Consider a plane EM wave of frequency $\nu$ propagating along the Z axis (Figure 3.6). The electric field then can have only two components, one along the X axis, and one along the Y axis. Since the wave is varying with a frequency $\nu$, each of these components also varies with a frequency $\nu$, and at any one point in space the electric field vector will also vary with a frequency $\nu$. The polarization of the wave characterizes how the direction of the electric field vector varies at a given point in space as a function of time.

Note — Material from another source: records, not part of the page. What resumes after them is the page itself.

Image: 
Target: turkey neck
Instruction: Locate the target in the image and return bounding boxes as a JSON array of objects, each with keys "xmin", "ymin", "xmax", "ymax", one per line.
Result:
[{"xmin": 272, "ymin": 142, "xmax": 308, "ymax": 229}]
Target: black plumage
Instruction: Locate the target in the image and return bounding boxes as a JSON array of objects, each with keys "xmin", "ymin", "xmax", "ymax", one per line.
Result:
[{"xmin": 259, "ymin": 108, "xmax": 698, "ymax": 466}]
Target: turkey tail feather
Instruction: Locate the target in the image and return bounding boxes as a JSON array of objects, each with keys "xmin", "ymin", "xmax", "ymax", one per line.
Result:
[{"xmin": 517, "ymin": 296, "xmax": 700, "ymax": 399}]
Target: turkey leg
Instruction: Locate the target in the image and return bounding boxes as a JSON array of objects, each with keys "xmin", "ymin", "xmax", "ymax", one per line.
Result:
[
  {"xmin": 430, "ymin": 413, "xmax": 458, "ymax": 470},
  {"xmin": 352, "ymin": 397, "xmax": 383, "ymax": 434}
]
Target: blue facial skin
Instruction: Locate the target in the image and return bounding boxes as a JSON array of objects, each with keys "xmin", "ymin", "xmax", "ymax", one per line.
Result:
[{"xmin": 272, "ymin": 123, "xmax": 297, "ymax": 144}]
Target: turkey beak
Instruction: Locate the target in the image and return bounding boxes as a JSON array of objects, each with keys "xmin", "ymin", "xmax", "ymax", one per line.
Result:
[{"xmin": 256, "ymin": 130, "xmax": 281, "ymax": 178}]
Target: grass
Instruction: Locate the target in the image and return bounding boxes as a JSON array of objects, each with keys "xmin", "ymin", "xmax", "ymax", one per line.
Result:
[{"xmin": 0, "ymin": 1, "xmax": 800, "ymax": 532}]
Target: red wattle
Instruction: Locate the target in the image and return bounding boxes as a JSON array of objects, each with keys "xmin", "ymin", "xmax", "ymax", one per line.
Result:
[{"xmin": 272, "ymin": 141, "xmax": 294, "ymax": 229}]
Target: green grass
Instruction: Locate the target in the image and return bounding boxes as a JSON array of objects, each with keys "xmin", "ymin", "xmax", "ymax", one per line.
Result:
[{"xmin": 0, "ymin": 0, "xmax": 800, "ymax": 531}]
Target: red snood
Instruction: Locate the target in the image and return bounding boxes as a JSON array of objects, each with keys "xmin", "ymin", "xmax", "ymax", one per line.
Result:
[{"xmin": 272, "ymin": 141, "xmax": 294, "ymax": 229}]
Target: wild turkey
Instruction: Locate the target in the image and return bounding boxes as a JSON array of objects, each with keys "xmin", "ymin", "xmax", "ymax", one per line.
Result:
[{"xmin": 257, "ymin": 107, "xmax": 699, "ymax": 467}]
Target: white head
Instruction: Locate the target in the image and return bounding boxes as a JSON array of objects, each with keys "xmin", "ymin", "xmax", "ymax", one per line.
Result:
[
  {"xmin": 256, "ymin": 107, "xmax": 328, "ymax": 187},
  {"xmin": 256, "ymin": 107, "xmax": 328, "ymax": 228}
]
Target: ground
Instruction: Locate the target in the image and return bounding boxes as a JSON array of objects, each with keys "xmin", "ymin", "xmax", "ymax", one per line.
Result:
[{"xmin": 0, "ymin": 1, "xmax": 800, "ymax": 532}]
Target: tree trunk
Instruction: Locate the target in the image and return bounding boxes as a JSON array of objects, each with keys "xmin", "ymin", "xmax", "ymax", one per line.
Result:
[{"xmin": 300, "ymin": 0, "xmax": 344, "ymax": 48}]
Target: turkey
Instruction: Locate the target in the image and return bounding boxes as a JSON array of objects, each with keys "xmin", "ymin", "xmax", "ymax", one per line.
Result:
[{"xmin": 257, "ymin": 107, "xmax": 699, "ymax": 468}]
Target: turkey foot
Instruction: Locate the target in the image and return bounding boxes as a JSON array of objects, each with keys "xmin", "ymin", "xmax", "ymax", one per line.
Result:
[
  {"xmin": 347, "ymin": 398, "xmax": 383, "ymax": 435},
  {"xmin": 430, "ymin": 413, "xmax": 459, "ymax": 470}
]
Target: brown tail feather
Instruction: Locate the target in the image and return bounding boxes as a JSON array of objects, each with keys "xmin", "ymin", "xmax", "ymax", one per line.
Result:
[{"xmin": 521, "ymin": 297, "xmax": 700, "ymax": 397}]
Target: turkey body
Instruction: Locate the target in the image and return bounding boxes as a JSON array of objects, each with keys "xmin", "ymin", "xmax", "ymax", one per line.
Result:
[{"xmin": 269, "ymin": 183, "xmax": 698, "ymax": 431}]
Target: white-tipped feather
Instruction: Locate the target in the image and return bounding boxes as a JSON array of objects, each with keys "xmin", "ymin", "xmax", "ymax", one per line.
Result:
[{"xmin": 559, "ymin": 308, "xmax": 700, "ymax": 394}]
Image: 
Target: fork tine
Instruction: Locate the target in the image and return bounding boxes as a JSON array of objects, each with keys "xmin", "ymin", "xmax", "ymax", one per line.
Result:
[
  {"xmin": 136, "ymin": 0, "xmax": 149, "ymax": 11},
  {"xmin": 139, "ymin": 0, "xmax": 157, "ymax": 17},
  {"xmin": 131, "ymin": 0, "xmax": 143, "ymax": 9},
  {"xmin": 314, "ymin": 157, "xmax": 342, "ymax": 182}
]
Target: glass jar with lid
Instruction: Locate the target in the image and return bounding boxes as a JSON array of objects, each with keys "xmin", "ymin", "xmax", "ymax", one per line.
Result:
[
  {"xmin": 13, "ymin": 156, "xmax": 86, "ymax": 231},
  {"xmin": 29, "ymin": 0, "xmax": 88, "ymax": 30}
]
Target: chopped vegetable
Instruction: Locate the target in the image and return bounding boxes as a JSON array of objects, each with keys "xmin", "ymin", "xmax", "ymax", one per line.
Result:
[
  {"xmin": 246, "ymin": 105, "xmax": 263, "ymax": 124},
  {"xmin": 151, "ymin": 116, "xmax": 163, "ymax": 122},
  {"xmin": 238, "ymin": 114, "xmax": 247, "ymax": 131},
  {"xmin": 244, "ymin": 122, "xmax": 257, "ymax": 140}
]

Figure 3.6: Electric field of a plane wave

The most general expression for each of the components of the electric field of a plane monochromatic wave^3.2 is:

$$E_X = A_X\cos(2 \pi \nu t + \delta_X)$$

$$E_Y = A_Y\cos(2 \pi \nu t + \delta_Y)$$

where $A_X,~A_Y,~\delta_X,~\delta_Y$ are constants. If $A_Y = 0$, then the field only has one component along the X axis, which increases in amplitude from $-A_X$ to $+A_X$ and back to $-A_X$ over one period. Such a wave is said to be linearly polarized along the X axis. Similarly if $A_X$ is zero then the wave is linearly polarized along the Y axis. Waves which are generated by dipole antennas are linearly polarized along the length of the dipole. Now consider a wave for which $A_X=A_Y, \delta_X=0$, and $\delta_Y=-\pi/2$. If we start at a time at which the X component is a maximum, then the Y component is zero and the total field points along the +X axis. A quarter period later, the X component will be zero and the Y component will be at maximum, the total field points along the +Y direction. Another quarter of a period later, the Y component is again zero, and the X component is at minimum, the total field points along the -X direction. Thus over one period, the tip of the electric field vector describes a circle in the XY plane. Such a wave is called circularly polarized. If $\delta_Y$ were $= \pi/2$ then the electric field vector would still describe a circle in the XY plane, but it would rotate in the opposite direction. The former is called Right Circular Polarization (RCP) and the latter Left Circular Polarization (LCP).^3.3 Waves generated by Helical antennas are circularly polarized. In the general case when all the constants have arbitrary values, the tip of the electric wave describes an ellipse in the XY plane, and the wave is said to be elliptically polarized.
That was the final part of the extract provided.